Prerequisite: This is Part 1 of the System Design Masterclass series. Familiarity with basic distributed systems concepts and Go syntax is assumed.

Answer-first: Sound system design thinking is fundamentally about evaluating and selecting trade-offs across performance, reliability, and cost. No system is perfect — architects optimize for the constraints imposed by real business requirements and technical realities.


How Do You Build System Design Thinking?

Answer-first: System design mastery is built on three pillars: mastering foundational theorems (CAP, PACELC), practicing trade-off analysis on real-world case studies, and repeatedly decomposing large problems into measurable, independently scalable components.

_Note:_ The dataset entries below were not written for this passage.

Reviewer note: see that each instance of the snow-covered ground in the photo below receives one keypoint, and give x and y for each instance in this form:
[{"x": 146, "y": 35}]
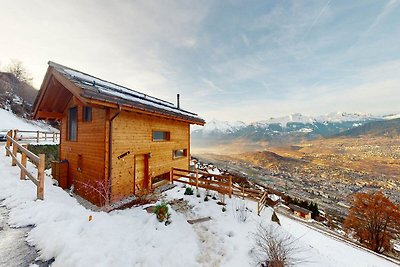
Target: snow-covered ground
[
  {"x": 134, "y": 237},
  {"x": 9, "y": 120}
]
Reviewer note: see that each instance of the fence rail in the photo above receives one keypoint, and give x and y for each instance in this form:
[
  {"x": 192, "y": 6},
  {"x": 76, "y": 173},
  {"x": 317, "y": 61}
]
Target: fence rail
[
  {"x": 39, "y": 161},
  {"x": 37, "y": 135},
  {"x": 219, "y": 183}
]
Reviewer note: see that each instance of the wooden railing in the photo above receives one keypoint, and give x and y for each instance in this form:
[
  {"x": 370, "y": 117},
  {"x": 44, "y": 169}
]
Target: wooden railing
[
  {"x": 262, "y": 203},
  {"x": 39, "y": 161},
  {"x": 37, "y": 135},
  {"x": 219, "y": 183}
]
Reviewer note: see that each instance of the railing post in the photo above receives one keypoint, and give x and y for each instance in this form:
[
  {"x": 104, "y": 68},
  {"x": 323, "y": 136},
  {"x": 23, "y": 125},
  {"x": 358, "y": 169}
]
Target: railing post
[
  {"x": 197, "y": 179},
  {"x": 40, "y": 187},
  {"x": 8, "y": 142},
  {"x": 230, "y": 186},
  {"x": 23, "y": 162},
  {"x": 15, "y": 148}
]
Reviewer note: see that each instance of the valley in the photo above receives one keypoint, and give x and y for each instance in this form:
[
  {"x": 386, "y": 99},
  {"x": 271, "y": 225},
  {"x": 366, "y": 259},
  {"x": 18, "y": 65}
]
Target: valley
[{"x": 326, "y": 171}]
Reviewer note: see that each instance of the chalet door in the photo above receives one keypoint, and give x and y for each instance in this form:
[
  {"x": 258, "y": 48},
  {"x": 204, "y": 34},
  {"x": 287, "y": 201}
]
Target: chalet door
[{"x": 141, "y": 172}]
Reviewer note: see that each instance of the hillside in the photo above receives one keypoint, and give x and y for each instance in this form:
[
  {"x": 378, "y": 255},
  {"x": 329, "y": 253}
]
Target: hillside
[
  {"x": 11, "y": 121},
  {"x": 389, "y": 128},
  {"x": 15, "y": 95},
  {"x": 279, "y": 131},
  {"x": 134, "y": 237}
]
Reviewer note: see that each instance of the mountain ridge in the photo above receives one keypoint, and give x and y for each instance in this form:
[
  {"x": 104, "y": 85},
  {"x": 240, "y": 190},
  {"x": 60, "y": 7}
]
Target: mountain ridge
[{"x": 292, "y": 128}]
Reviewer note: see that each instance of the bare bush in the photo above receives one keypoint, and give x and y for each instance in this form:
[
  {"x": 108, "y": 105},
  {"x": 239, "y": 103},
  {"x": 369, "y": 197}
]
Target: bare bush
[
  {"x": 275, "y": 248},
  {"x": 241, "y": 211},
  {"x": 99, "y": 188}
]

Great architects don’t answer “which technology to use?” — they answer “what do we give up by choosing this?”. Every technical decision carries hidden costs: latency, complexity, operational burden, or consistency degradation.

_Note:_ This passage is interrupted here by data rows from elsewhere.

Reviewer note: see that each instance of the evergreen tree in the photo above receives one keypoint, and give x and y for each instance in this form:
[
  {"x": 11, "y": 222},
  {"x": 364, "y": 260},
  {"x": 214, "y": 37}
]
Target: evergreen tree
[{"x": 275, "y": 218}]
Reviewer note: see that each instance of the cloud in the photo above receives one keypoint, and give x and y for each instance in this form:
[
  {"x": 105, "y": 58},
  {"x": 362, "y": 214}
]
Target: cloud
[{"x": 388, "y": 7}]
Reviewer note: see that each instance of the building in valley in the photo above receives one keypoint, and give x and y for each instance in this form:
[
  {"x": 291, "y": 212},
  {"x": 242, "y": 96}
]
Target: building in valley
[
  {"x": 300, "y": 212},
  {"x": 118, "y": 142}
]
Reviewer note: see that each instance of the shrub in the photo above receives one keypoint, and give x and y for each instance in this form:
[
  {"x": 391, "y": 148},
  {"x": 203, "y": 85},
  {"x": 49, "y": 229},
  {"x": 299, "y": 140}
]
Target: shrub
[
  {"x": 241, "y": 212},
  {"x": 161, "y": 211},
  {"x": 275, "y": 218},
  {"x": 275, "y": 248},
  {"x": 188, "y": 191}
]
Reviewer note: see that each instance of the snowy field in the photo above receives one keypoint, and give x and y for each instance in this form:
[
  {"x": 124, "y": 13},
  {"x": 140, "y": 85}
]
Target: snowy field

The 3D Trade-off Framework

A practical framework for evaluating any architecture decision:

DimensionQuestions to AskReal Example
PerformanceThroughput in RPS? P99 latency target?Flash sale: 500k RPS peak
ReliabilitySLO availability target? Tolerance for data loss?Banking: 99.999% uptime
CostInfrastructure cost? Operational complexity?Startup: minimize node count

[!IMPORTANT] SLA / SLO / SLI — Not the same thing:

  • SLI (Service Level Indicator): A measured metric — e.g., “The /checkout endpoint p99 latency over 1 minute = 120ms”
  • SLO (Service Level Objective): The internal target — “99.9% of requests must complete in < 150ms per calendar month”
  • SLA (Service Level Agreement): The legal contract — “If SLO is breached, penalty $X applies”

Composite Availability Math

When services depend on each other, total availability degrades rapidly.

Series dependency (each service depends on the next):

$$A_{\text{composite}} = A_A \times A_B \times A_C$$

Example: $99.9% \times 99.9% \times 99.9% = 99.7%$ — adds ~2.6 hours of downtime/year.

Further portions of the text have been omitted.